[feature discussion] Changing the way Guardrails Interacts with LLM APIs #680

zsimjee · 2024-03-26T23:34:09Z

zsimjee
Mar 26, 2024
Maintainer

Summary

This document explores problems with how guardrails currently expects LLM parameters to be passed through inputs. It suggests a strategy of standardizing and improving the way guardrails operates with LLM APIs.

Motivation

This task requires that we standardize our approach to calling LLMs. This is because it’s confusing to use guardrails right now with different models, and historically, we have not been able to keep up with changing interfaces from different libraries.

Interfaces

Different LLM libraries have different ways of constructing llm clients than those that work with guardrails, and this makes it harder to add guardrails to an existing project. An example of this is the new OpenAI 1.X standard. In this standard, users are expected to create a client, then use that client’s APIs to make requests out to OpenAI. The Guardrails way to do this is to not initialize the client, but instead to pass raw client creator pulled off the openai import, a pattern which is not used in any openai docs. The way message history is passed also differs between the two.

OpenAI Client

import openai

client = openai.Client()

res = client.chat.completions.create(
  model="gpt-3.5-turbo",
  messages=[{
    "role": "user",
    "content": "what's a high protein snack I can eat today?"
  }]
)

print(res.choices[0].message.content)

Guardrails Client

from guardrails import Guard
import openai

guard = Guard()
res = guard(
  openai.chat.completions.create,
  model="gpt-3.5-turbo",
  msg_history=[{
    "role": "user",
    "content": "what's a high protein snack I can eat today?"
  }]
)

print(res.raw_llm_output)

Recently, litellm was added to the guardrails project as a way to help standardize this situation. While this did make it easier to deal with different LLM apis, it still does not have parity with openai

from guardrails import Guard
from litellm import litellm

guard = Guard()
res = guard(
  llm_api=litellm.completion,
  model="gpt-3.5-turbo",
  msg_history=[{"role": "user", "content": "what's a high protein snack I can eat today?"}]
)

print(res.raw_llm_output)

Standardizing inputs

The main interface differences between Guardrails and OpenAI are the use of prompt and msg_history. Guardrails tries to be flexible by allowing either of these fields to be passed to both chat endpoints and regular completion endpoints. The package makes sure that in an invocation of Guard.__call__, one of these fields must be present. While initially a good usability feature, this may now be a cause for confusion. Guardrails also uses model which is fairly standard. Other inputs include temperature and max_tokens , which are also standard. See Apendix A for a breakdown of how different LLMs accept these parameters.

Detailed design

Guardrails will remove standard support for prompt , msg_history, and other LLM arguments altogether.
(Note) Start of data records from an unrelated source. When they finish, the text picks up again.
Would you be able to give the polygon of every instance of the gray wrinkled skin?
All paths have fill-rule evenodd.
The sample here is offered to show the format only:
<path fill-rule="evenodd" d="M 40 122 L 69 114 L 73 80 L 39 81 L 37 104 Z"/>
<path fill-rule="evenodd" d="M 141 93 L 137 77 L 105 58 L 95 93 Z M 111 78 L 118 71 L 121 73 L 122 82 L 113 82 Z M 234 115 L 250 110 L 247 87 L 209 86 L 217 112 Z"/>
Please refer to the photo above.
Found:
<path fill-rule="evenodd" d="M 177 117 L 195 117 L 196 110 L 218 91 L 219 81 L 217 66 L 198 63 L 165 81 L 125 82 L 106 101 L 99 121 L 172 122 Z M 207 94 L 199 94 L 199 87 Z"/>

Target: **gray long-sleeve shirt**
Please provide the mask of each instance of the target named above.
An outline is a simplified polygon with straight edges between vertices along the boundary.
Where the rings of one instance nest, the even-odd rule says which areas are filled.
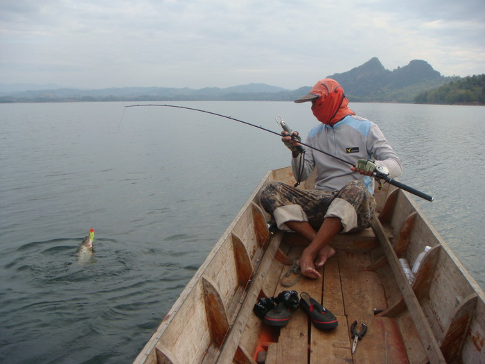
[[[305,144],[324,150],[353,165],[357,159],[372,159],[378,166],[386,167],[389,177],[399,176],[403,167],[392,147],[379,127],[369,120],[349,115],[333,127],[321,124],[310,129]],[[306,148],[305,165],[301,180],[305,180],[317,167],[315,189],[325,191],[340,190],[353,180],[362,181],[373,193],[374,179],[352,172],[350,166],[324,153]],[[292,158],[293,174],[297,176],[300,157]]]

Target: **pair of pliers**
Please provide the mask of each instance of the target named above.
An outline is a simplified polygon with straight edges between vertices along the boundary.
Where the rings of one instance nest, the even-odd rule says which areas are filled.
[[[362,322],[362,329],[360,332],[358,333],[355,331],[355,327],[357,326],[357,320],[354,321],[351,325],[351,332],[352,333],[352,338],[353,339],[353,344],[352,344],[352,354],[355,352],[355,348],[357,347],[357,343],[360,340],[364,337],[365,333],[367,332],[367,325]]]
Currently, guardrails tries to find these input arguments to

inject prefixes/suffixes into prompts/instructions/messages
autofill instructions for models that don't accept them through prompt or message history amendment
support input validation (prompt + instruction + msg_history)

To do these things consistently, guardrails standardizes those fields, and tries to map back and forth between these param types and downstream LLM param types. This is what causes a lot of confusion and compatability issues.

Using this option, guardrails can avoid these issues of mapping to client-specific params (i.e. get rid of llm_providers).

Instead, guardrails should keep track of two lists of kwargs

guardrails.__call__ specific keywords - reask etc...
common input kwargs(prompt, input, instruction, messages, message_history)

Instead of mapping parameter names back and forth, guardrials will always maintain the params passed to the __call__ function (i.e. closest to the original API) and make requests to the LLM API callable using those mapped values.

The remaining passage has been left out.